Irak. La situation des réfugiés s’aggrave


Synthèse destinée aux médias

MDE 14/021/2007

Amnesty International se félicite de l’initiative du haut-commissaire des Nations unies pour les réfugiés, qui a décidé d’organiser les 17 et 18 avril, à Genève, une conférence internationale sur les besoins humanitaires des réfugiés et des personnes déplacées en Irak et dans les pays proches. Le conflit qui sévit actuellement en Irak a entraîné le déplacement à l’intérieur du pays de quelque 1 500 000 personnes et contraint quelque 2 000 000 autres à se réfugier à l’étranger. Face à cette situation, on pourrait assister à une crise humanitaire non seulement en Irak, mais également en Syrie et en Jordanie, deux pays voisins qui ont du mal à relever les défis que pose l’arrivée massive sur leur territoire de réfugiés irakiens. Cette conférence réunira les représentants de nombreux gouvernements, directement affectés par la crise, comme ceux d’Irak, de Jordanie et de Syrie, ainsi que de l’Union européenne et des États-Unis. Plusieurs organisations non gouvernementales (ONG), dont Amnesty International, y assisteront également.

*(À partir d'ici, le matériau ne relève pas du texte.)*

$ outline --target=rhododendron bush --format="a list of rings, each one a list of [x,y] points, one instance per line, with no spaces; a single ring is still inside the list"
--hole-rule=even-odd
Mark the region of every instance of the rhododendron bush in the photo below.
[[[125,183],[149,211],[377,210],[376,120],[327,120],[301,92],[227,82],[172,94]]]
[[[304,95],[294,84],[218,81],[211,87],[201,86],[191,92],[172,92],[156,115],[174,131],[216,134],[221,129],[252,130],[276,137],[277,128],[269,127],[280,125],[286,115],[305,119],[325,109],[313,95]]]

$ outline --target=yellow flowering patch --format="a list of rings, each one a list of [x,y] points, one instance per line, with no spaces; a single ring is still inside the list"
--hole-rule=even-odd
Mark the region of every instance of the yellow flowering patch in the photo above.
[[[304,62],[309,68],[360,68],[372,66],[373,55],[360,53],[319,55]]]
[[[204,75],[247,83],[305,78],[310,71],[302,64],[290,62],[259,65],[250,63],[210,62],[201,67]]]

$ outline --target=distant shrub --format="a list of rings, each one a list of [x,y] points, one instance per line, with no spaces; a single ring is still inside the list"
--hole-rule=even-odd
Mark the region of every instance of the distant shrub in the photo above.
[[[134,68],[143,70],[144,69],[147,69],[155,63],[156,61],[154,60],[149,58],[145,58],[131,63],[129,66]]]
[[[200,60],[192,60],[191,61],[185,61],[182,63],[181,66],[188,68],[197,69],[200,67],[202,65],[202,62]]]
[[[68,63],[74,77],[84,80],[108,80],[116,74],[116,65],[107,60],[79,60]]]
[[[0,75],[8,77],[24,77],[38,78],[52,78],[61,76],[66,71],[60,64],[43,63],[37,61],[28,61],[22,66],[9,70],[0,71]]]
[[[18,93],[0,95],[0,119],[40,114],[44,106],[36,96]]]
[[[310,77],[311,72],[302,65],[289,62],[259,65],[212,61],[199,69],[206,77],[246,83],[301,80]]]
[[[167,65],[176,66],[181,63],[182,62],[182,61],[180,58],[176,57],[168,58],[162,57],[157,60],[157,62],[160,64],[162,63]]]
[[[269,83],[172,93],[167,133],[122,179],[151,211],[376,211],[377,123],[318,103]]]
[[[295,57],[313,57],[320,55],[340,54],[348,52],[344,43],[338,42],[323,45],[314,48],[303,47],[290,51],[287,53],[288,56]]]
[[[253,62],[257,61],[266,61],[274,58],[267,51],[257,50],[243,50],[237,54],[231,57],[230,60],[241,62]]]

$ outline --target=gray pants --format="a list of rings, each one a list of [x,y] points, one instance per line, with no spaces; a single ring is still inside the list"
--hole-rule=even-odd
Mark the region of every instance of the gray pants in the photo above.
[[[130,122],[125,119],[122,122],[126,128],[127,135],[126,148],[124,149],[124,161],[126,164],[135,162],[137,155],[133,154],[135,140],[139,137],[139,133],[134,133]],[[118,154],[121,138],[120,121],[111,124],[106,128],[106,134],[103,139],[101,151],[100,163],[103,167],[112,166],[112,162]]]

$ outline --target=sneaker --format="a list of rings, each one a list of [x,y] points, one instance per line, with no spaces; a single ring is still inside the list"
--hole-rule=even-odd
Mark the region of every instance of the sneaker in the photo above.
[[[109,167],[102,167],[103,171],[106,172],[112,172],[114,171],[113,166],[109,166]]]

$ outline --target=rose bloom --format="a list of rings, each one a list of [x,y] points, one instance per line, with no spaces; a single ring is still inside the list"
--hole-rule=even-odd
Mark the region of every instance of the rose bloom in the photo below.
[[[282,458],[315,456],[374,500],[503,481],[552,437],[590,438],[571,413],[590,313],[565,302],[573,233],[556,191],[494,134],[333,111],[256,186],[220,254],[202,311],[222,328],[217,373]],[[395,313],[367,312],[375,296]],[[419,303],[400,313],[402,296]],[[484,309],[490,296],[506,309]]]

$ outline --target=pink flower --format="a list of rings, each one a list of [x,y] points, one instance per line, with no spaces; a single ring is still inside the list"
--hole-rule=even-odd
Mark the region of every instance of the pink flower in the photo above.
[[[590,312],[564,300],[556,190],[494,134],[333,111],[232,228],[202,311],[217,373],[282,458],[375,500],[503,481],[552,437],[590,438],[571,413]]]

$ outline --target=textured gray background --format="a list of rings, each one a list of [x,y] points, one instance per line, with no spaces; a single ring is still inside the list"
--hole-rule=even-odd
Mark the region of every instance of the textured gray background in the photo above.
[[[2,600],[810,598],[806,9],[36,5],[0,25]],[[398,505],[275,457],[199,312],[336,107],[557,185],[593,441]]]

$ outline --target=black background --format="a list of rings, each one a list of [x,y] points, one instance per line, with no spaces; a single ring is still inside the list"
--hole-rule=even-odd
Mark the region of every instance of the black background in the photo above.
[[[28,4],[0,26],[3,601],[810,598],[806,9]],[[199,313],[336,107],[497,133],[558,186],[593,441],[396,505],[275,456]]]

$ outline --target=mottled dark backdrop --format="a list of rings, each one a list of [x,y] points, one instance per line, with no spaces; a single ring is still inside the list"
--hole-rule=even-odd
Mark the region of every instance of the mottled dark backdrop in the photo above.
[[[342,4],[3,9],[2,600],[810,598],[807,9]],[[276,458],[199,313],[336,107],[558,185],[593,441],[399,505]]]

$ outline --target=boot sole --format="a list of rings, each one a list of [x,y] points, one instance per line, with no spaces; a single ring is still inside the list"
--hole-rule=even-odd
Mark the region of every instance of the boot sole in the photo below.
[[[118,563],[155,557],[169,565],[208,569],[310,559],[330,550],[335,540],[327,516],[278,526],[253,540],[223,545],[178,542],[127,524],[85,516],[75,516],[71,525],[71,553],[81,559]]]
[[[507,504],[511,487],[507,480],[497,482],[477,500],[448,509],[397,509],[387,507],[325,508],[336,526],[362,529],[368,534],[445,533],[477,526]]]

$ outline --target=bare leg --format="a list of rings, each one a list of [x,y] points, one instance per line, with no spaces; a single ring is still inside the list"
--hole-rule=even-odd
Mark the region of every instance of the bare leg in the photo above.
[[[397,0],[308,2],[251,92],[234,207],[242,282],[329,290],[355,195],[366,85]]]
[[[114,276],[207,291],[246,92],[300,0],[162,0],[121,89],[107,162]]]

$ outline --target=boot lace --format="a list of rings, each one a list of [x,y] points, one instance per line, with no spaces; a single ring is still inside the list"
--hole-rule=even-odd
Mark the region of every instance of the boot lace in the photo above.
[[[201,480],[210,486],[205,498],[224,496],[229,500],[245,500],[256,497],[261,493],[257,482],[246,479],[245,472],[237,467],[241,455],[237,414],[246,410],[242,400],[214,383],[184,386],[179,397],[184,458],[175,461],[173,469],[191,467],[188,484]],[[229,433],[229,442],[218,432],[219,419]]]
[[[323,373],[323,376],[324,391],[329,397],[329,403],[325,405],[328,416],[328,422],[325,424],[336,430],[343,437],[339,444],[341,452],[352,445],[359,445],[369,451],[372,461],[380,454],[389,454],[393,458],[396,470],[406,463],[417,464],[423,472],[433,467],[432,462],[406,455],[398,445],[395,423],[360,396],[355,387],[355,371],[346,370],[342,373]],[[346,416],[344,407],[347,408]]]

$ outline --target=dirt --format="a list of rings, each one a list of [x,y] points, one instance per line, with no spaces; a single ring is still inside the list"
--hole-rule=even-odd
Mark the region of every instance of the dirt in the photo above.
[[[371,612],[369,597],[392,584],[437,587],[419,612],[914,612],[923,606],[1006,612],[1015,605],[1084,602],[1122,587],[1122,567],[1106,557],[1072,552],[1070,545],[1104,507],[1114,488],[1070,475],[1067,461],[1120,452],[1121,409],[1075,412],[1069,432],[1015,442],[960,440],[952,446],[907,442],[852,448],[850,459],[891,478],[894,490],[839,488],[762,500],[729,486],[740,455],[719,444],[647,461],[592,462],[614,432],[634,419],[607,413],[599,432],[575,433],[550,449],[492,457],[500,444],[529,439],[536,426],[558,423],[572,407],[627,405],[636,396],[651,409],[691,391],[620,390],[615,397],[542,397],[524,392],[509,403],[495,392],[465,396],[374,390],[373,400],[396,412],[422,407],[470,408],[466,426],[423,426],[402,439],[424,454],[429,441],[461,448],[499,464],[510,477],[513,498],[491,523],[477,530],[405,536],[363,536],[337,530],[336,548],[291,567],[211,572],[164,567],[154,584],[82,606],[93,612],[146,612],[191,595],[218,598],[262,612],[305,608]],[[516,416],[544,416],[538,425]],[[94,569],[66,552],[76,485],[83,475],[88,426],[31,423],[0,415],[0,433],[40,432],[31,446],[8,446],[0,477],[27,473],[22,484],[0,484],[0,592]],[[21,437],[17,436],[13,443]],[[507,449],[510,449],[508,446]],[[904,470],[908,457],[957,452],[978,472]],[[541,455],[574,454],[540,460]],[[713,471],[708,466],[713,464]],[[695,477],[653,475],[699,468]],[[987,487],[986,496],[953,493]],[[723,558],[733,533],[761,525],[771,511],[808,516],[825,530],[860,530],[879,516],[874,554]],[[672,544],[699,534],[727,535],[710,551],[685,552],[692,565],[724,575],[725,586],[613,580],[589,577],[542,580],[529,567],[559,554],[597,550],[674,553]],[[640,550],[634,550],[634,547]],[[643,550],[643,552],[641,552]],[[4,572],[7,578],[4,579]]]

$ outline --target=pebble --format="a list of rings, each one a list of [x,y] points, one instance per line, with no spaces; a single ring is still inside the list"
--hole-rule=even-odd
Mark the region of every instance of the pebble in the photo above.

Amnesty International considère que la communauté internationale a là l’occasion de définir des mesures concrètes en faveur des réfugiés et des personnes déplacées en Irak. Ces mesures devraient notamment permettre d’assurer la protection de tous les réfugiés originaires d’Irak et d’apporter un soutien financier, technique et en nature aux gouvernements jordanien, irakien et syrien, ainsi qu’au Haut-Commissariat des Nations unies pour les réfugiés (HCR) et aux organisations humanitaires nationales et internationales, afin que les Irakiens réfugiés en Jordanie et en Syrie puissent bénéficier des services les plus élémentaires, notamment dans le domaine de la santé et de l’enseignement.

Depuis plus d’un an, des centaines de milliers d’Irakiens ont été contraints de se réfugier dans les pays voisins, pour fuir les violences, sectaires ou autres, qui continuent de déchirer l’Irak et qui se sont intensifiées depuis l’attaque menée par des militants armés contre le sanctuaire chiite de Samarra, en février 2006. La plupart des réfugiés se trouvent en Syrie ou en Jordanie. Leur présence pèse sur les ressources, économiques et autres, de ces deux pays, et suscite apparemment une hostilité croissante de la part de la population locale, du moins en Jordanie. Parallèlement, environ 1 500 000 personnes sont actuellement déplacées à l’intérieur des frontières irakiennes.

Trois délégués d’Amnesty International se sont rendus en mission de recherche en Jordanie, du 3 au 14 mars 2007, afin d’étudier la situation des réfugiés irakiens dans ce pays. Ils ont pu rencontrer de nombreux ressortissants irakiens, dont des demandeurs d’asile, des représentants d’ONG nationales et internationales et des responsables gouvernementaux jordaniens, appartenant notamment aux ministères des Affaires étrangères, de l’Intérieur et de l’Éducation. Il est apparu clairement que les autorités jordaniennes et nombre de groupes non gouvernementaux locaux ou internationaux faisaient tout leur possible pour satisfaire les besoins des réfugiés, mais qu’ils ne parvenaient pas, malgré leurs efforts, à faire face à l’afflux continu de réfugiés, un mouvement qui devrait se poursuivre, étant donné la situation dramatique qui prévaut toujours en Irak.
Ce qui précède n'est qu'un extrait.